The local drivers are pretty fearless which was another unpredictable element of the roads. They might be passing two wide around a blind corner head-on, or deeply impatient with anyone ahead of them keeping to the speed limit on a road better sized for bicycles. And then there were the goats, herds of them that cascaded across stretches of asphalt.


The impression that Montenegro roads are a bit of a free-for-all is tempered by the strict speed limits and extra vigilant police officers. Getting a ticket in Montenegro requires payment on the spot at the nearest post office which might be a considerable drive away. The twisty roads were a tempting invitation to having some fun in the F-Pace but all these variables made it an attention-taxing stint behind the wheel. Add to that Jaguar organized some canoeing, so each F-Pace ferried a giant brightly colored two-man canoe for much of the day making blending in very difficult.


If Jaguar’s point was to prove that the F-Pace was more than a smooth pavement cruiser, Montenegro showcased those extra capabilities. Some of these technologies come from sister brand Land Rover, and to demonstrate Adaptive Surface Response, we drove up a muddy ski slope. ASR basically takes control of the throttle and maintains momentum by sending power to the wheels that have traction. It is a pretty amazing system that gives confidence to a driver with very little off-road driving experience.

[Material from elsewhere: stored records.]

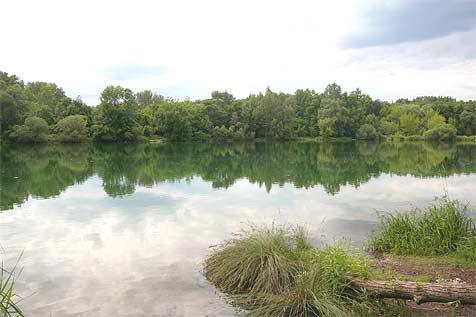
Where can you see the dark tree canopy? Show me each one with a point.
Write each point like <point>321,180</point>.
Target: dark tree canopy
<point>123,115</point>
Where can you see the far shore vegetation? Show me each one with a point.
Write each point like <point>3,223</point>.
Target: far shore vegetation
<point>9,300</point>
<point>274,271</point>
<point>41,112</point>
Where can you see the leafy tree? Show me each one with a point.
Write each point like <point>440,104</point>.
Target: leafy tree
<point>409,124</point>
<point>367,132</point>
<point>12,102</point>
<point>174,121</point>
<point>443,132</point>
<point>33,130</point>
<point>435,120</point>
<point>116,117</point>
<point>336,116</point>
<point>467,119</point>
<point>72,129</point>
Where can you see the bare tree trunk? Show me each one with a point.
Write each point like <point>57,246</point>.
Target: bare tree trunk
<point>419,292</point>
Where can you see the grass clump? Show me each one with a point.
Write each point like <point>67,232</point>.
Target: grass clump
<point>8,302</point>
<point>275,272</point>
<point>442,229</point>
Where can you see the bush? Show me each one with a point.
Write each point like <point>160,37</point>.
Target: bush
<point>440,229</point>
<point>8,299</point>
<point>72,129</point>
<point>443,132</point>
<point>275,272</point>
<point>33,130</point>
<point>367,132</point>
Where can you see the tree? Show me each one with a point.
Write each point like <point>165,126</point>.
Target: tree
<point>335,117</point>
<point>115,119</point>
<point>275,115</point>
<point>367,132</point>
<point>33,130</point>
<point>409,124</point>
<point>435,120</point>
<point>12,102</point>
<point>174,121</point>
<point>443,132</point>
<point>72,129</point>
<point>467,119</point>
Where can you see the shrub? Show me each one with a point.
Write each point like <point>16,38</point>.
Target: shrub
<point>8,302</point>
<point>72,129</point>
<point>367,132</point>
<point>443,132</point>
<point>260,260</point>
<point>275,272</point>
<point>33,130</point>
<point>438,230</point>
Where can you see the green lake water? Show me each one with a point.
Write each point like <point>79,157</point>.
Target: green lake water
<point>122,229</point>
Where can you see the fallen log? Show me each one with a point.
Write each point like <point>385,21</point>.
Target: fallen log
<point>419,292</point>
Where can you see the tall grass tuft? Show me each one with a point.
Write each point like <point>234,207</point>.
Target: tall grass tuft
<point>8,302</point>
<point>260,260</point>
<point>440,229</point>
<point>275,272</point>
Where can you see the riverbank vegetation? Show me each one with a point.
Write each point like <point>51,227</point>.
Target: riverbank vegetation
<point>8,299</point>
<point>47,170</point>
<point>442,229</point>
<point>276,272</point>
<point>40,111</point>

It may be that most future F-Pace owners never take their vehicles off-road. But Jaguar has introduced a way for F-Pace owners to explore nature or play their favorite sport without having to worry about keys or any of their stuff. The Activity Key is an optional waterproof wearable band that acts as a secondary vehicle key. If you go to the beach, you can just wear the band to lock and unlock the F-Pace and leave the key fob safely inside the vehicle.

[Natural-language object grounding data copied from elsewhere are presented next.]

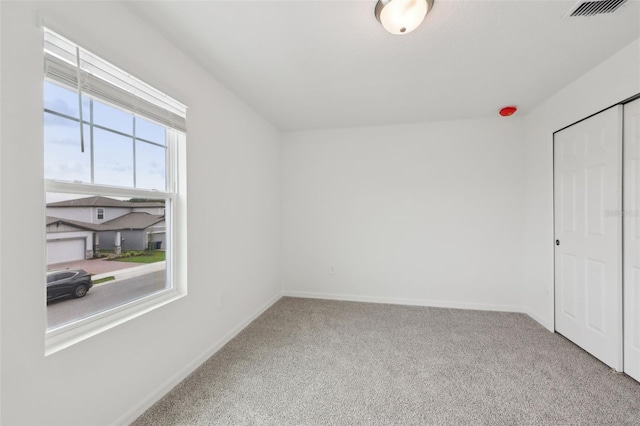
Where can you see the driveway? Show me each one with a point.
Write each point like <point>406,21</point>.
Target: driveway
<point>94,266</point>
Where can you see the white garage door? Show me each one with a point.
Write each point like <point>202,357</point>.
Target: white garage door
<point>65,250</point>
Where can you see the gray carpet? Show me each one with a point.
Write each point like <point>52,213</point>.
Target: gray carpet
<point>318,362</point>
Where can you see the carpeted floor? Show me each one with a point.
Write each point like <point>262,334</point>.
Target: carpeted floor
<point>319,362</point>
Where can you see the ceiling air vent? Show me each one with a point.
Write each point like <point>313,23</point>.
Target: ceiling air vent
<point>598,7</point>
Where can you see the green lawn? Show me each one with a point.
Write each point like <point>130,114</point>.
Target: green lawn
<point>148,257</point>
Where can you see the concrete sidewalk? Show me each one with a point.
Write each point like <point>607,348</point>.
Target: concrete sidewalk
<point>94,266</point>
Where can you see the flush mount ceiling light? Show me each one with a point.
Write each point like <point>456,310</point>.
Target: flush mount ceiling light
<point>402,16</point>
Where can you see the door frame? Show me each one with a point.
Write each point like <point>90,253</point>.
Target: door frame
<point>621,283</point>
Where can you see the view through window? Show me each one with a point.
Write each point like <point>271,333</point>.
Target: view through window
<point>111,188</point>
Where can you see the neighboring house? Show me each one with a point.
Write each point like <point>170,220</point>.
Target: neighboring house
<point>76,229</point>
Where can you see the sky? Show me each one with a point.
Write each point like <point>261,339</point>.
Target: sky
<point>113,153</point>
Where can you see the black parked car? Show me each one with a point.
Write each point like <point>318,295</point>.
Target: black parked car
<point>74,282</point>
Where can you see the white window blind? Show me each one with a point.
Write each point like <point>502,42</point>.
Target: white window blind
<point>102,80</point>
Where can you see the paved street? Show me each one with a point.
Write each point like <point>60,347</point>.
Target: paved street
<point>102,297</point>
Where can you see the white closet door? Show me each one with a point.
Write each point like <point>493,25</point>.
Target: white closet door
<point>588,228</point>
<point>632,239</point>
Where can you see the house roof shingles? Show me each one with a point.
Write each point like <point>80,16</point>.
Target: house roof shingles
<point>136,220</point>
<point>131,221</point>
<point>98,201</point>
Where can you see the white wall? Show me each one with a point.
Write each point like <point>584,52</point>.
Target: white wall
<point>420,214</point>
<point>233,240</point>
<point>614,80</point>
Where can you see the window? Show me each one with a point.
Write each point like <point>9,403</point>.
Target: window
<point>110,142</point>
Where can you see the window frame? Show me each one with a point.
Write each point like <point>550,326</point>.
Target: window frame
<point>63,336</point>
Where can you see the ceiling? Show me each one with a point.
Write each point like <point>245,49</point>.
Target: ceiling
<point>326,64</point>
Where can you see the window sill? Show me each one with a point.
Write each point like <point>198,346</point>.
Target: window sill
<point>62,337</point>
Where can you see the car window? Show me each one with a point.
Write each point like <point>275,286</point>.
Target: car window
<point>63,276</point>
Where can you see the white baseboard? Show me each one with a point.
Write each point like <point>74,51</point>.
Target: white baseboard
<point>142,406</point>
<point>402,301</point>
<point>546,324</point>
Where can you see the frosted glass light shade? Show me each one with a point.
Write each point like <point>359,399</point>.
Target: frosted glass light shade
<point>402,16</point>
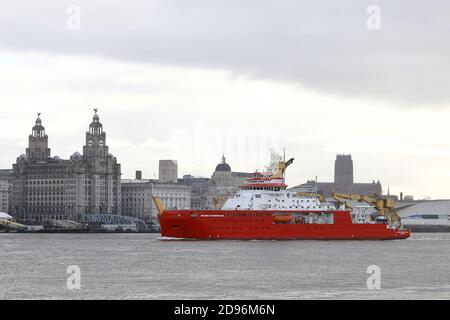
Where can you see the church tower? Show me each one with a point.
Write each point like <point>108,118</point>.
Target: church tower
<point>95,140</point>
<point>38,143</point>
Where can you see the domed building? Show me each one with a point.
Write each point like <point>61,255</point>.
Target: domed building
<point>46,187</point>
<point>223,184</point>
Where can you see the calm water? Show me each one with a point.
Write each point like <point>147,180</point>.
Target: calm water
<point>141,266</point>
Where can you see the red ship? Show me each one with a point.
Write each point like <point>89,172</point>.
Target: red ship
<point>265,210</point>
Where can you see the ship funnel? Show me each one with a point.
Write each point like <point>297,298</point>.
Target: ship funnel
<point>159,205</point>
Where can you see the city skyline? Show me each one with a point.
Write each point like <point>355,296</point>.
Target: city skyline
<point>129,174</point>
<point>193,92</point>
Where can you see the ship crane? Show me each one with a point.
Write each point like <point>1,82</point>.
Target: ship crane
<point>281,169</point>
<point>384,206</point>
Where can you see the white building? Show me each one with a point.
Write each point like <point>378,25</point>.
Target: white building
<point>5,189</point>
<point>137,197</point>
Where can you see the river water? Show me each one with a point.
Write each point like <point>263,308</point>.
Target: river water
<point>143,266</point>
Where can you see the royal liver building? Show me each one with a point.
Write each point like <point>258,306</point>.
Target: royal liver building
<point>46,187</point>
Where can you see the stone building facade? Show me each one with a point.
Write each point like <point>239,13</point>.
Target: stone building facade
<point>168,171</point>
<point>343,181</point>
<point>46,187</point>
<point>199,193</point>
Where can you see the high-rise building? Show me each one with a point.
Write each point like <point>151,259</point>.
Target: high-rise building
<point>224,183</point>
<point>46,187</point>
<point>343,173</point>
<point>5,189</point>
<point>199,193</point>
<point>168,171</point>
<point>137,196</point>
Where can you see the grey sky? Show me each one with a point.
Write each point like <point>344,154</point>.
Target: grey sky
<point>324,45</point>
<point>190,80</point>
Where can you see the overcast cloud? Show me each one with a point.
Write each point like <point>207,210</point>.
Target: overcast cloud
<point>191,80</point>
<point>323,45</point>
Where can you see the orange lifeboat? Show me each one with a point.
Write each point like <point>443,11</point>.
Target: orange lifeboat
<point>282,219</point>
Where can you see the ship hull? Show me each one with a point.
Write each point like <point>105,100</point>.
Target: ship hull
<point>252,225</point>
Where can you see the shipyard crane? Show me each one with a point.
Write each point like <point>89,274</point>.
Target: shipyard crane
<point>281,169</point>
<point>384,206</point>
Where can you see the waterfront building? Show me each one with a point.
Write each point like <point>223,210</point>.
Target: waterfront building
<point>343,181</point>
<point>5,189</point>
<point>46,187</point>
<point>137,196</point>
<point>199,193</point>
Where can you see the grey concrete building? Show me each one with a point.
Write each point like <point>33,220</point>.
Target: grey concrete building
<point>137,197</point>
<point>5,189</point>
<point>199,193</point>
<point>168,171</point>
<point>46,187</point>
<point>343,181</point>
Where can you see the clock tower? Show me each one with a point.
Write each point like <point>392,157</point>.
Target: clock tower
<point>95,140</point>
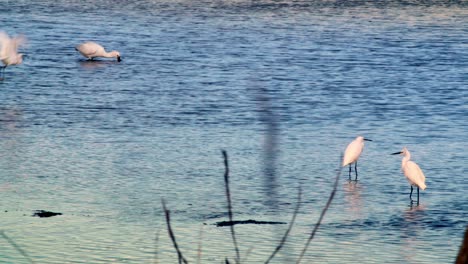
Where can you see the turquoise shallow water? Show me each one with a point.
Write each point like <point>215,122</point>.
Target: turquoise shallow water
<point>103,142</point>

The F-Pace is one of those vehicles that looks better in person than in photographs. It has generous surface transitions, specifically in the body side that flatten out in 2D representations. The high belt line, or side glass window line, also gives the impression of a chunkier shape in photos versus in person. The exterior draws on elements from the F-Type sports car. It is a pretty good translation, especially from the back.


The F-Pace is one example in a category of SUVs that show how car tastes are evolving. This model, like some others, aims to check off a lot of boxes spanning the fun to practical scale. While Jaguar has appealed to an individualistic breed of buyers looking for something different, the F-Pace represents a move toward mass appeal. It is a vehicle capable of handling the tough stuff and still maintaining Jaguar’s on-road performance heritage. Its looks appeal to sports car dreams with a soul that speaks to practicality.


The Jaguar team went to great lengths to find and plan a really unique venue for the launch that complimented the F-Pace. Both Montenegro and the Aman Sveti Stefan were inspiring places to see in person for their natural and historic beauty.


Sveti Stefan Beachfront.


Jaguar floated out an F-Pace into the Adriatic Sea each day.


Aman Sveti Stefan, a remarkable resort perched on a rock.


Legend of Zelda-like walkways within Aman Sveti Stefan.


More of the amazing stone architecture dating to the 1300’s.


One of the best spots to take in the deep blue hue of the Adriatic Sea.